The bear argument goes something like this: Weakness in the transports can't be a good thing for the market, third-quarter earnings season will be a disappointment, and it's only a matter of time before Apple takes out its 50-day simple moving average with conviction.

Of course, these are all legitimate concerns, but plenty of other good things are happening in the market right now to warrant a glass-half-full perspective. Below are five reasons to expect a solid end of the year for the stock market.

1. Market leaders look good: The bullish charts on my growth screens outnumber bearish ones by a wide margin. Just about every name I follow -- including all 12 names in my Ultimate Growth Stocks model portfolio -- continue to hold above support and aren't showing much in the way of sell signals. There are plenty of broken stock charts out there, but not when it comes to the real market leaders. If the market were really in trouble, leading growth stocks would be flashing sell signals. They're not.

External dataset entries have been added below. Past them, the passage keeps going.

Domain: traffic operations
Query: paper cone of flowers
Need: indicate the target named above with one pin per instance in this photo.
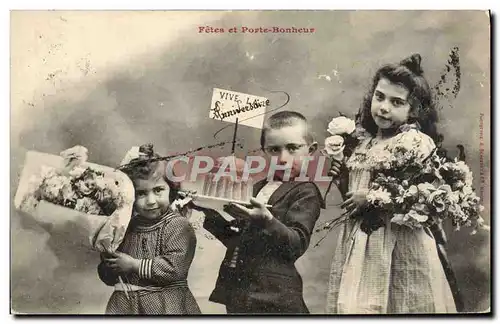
(214, 190)
(96, 200)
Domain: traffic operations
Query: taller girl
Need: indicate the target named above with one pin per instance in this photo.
(385, 267)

2. Weak U.S. dollar: Not everyone likes a weak greenback, but the stock market sure does. The good news for bulls is that it doesn't look like the U.S. dollar is ready to start a meaningful uptrend anytime soon. Federal Reserve policy has a lot to do with it, and the Fed's position isn't likely to change anytime soon. The dollar remains in a technical downtrend, stuck underneath its 200-day moving average at 80.71 and its 50-day moving average at 81.36. These levels could be resistance for now. Meanwhile, gold tends to rise when the dollar is weak, and recent price and volume trends in the SPDR Gold Trust (GLD) tell me that a breakout over its Feb. 29 intraday high of $174 isn't out of the question. The fund remains under accumulation and continues to show relative price strength.

3. Weak bond market: The chart of the iShares Barclays 20+ Year Treasury Bond Fund (TLT) continues to look weak. Its 50-day moving turned out to be a resistance level in early September, and it is facing resistance at the line again. Since interest rates are as low as they are, the case for owning bonds isn't a strong one at the moment. As a result, money could continue to flow into stocks.

4. Limited distribution in major averages: Distribution is synonymous with institutional selling. When big investors start liquidating positions, it's a good time for individual investors to start raising cash. I'm not seeing much of it at this point. Headed into Wednesday, the S&P 500 showed four higher-volume declines since Sept. 20. Repeated higher-volume declines can stop a market rally in tracks. It can also be a precursor to more selling down the line. But two recent higher-volume declines didn't feel like institutional selling at all. On Sept. 20, the S&P fell on higher volume, but it finished near its session high after early weakness and lost less than 1 point. The very next day, the S&P reversed after early strength but once again lost less than 1 point. Volume was skewed a bit by options expiration. Meanwhile, institutional selling in the Nasdaq Composite has been much less prominent. The tech index shows just two higher-volume declines in recent weeks.

3. Bullish charts in the financial sector: Inside the Dow, financial stocks such as Citigroup (C) and JPMorgan Chase (JPM) continue to set up for possible upside breakouts. Citigroup is sitting just underneath a swing point (buying area) of $35.25, its Sept. 14 intraday high. JPMorgan Chase is flirting with possible breakout over $42.09. On Tuesday, Credit Suisse raised its rating on the sector to outperform, saying that loan growth in the third quarter could surprise to the upside.

Even though there's reason to be optimistic about a solid finish to the year, it's not out of the question that we could see major averages could pay a visit to their respective 50-day simple moving averages, which are likely support levels. The Nasdaq closed Tuesday at 3120, about 60 points above its 50-day line, and the S&P 500 finished at 1,445, about 30 points above its 50-day line.